Coming out of the Pose

  • Inhale, then lift your head and torso slightly.
  • After a few seconds, release your hands and sit up.
  • Stretch out your right leg and sit in Dandasana.
  • Now repeat the pose on the other side.

Advanced Work in this Yoga Pose

  • When you are holding this pose, your sternum and abdomen should rest on the left thigh as though the leg and torso were one.
  • One side of your back and torso might stretch more than the other—this is
    usually the same side as the outstretched leg.
  • Be conscious of this, and try to equalize the stretch on both sides.
  • Keep your elbows out, widening them to increase the expansion of your chest.
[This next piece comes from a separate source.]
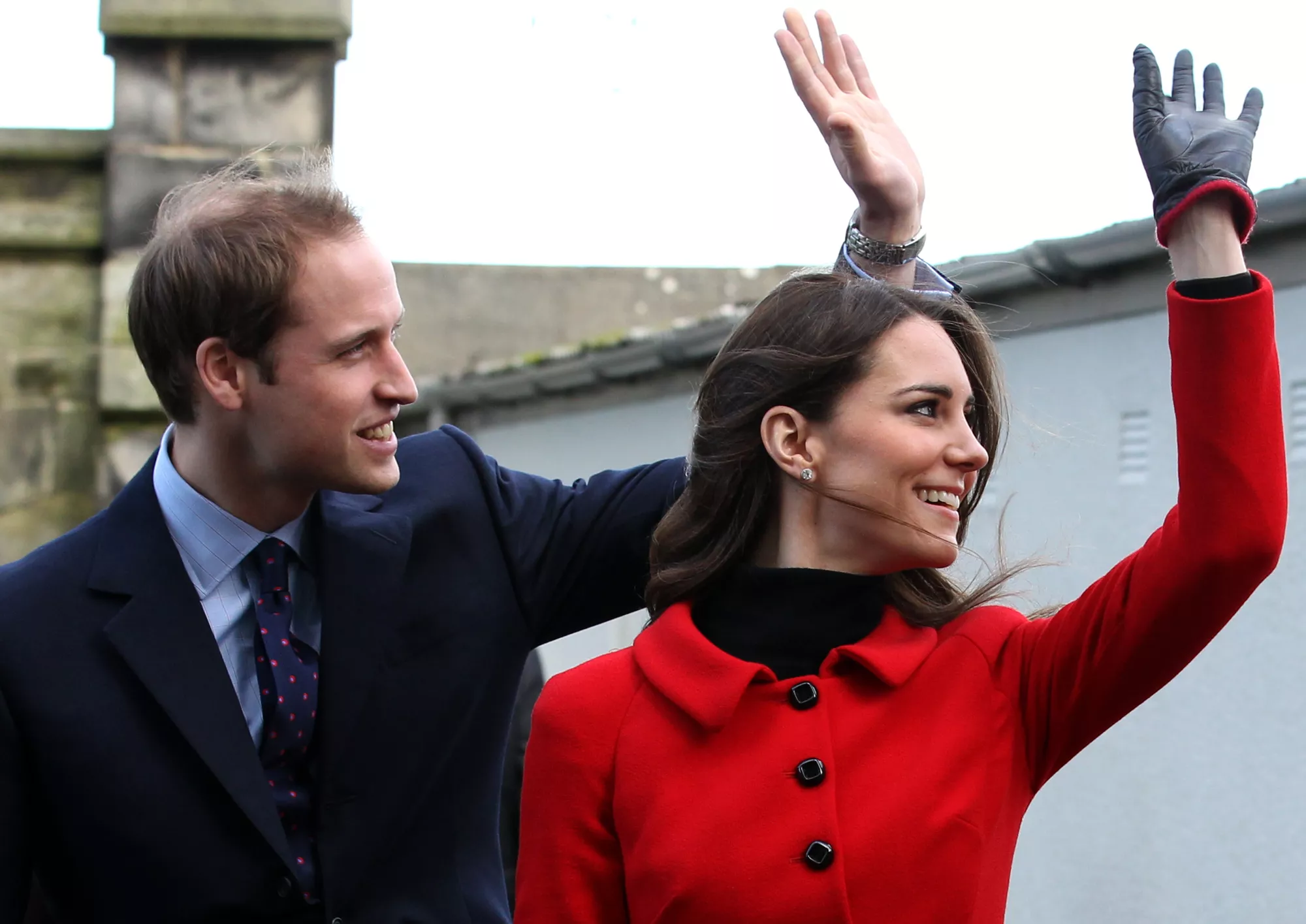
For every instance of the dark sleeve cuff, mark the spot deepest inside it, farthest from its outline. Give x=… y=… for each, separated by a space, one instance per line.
x=1218 y=287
Contraindications and Cautions

Here are the Contraindications and Cautions of Janu Sirsasana

  • To protect your hamstring muscles from damage, always open out the knee of the outstretched leg completely, extending it evenly on all sides. do not allow the thigh of the same leg to lift off the floor.
  • avoid the pose if you have diarrhea because it will aggravate the condition.
  • If your knees are stiff, or if you have osteoarthritis of the knees, practice with a wooden block under the bent knee.
  • If you have a stress-related headache or migraine, practice the asana with a crepe bandage over your eyes.

As with any yoga pose, it’s important to listen to your body and practice with awareness. If you have any pre-existing medical conditions or injuries, it’s recommended to consult with a qualified yoga instructor or healthcare professional before attempting this or any other yoga pose.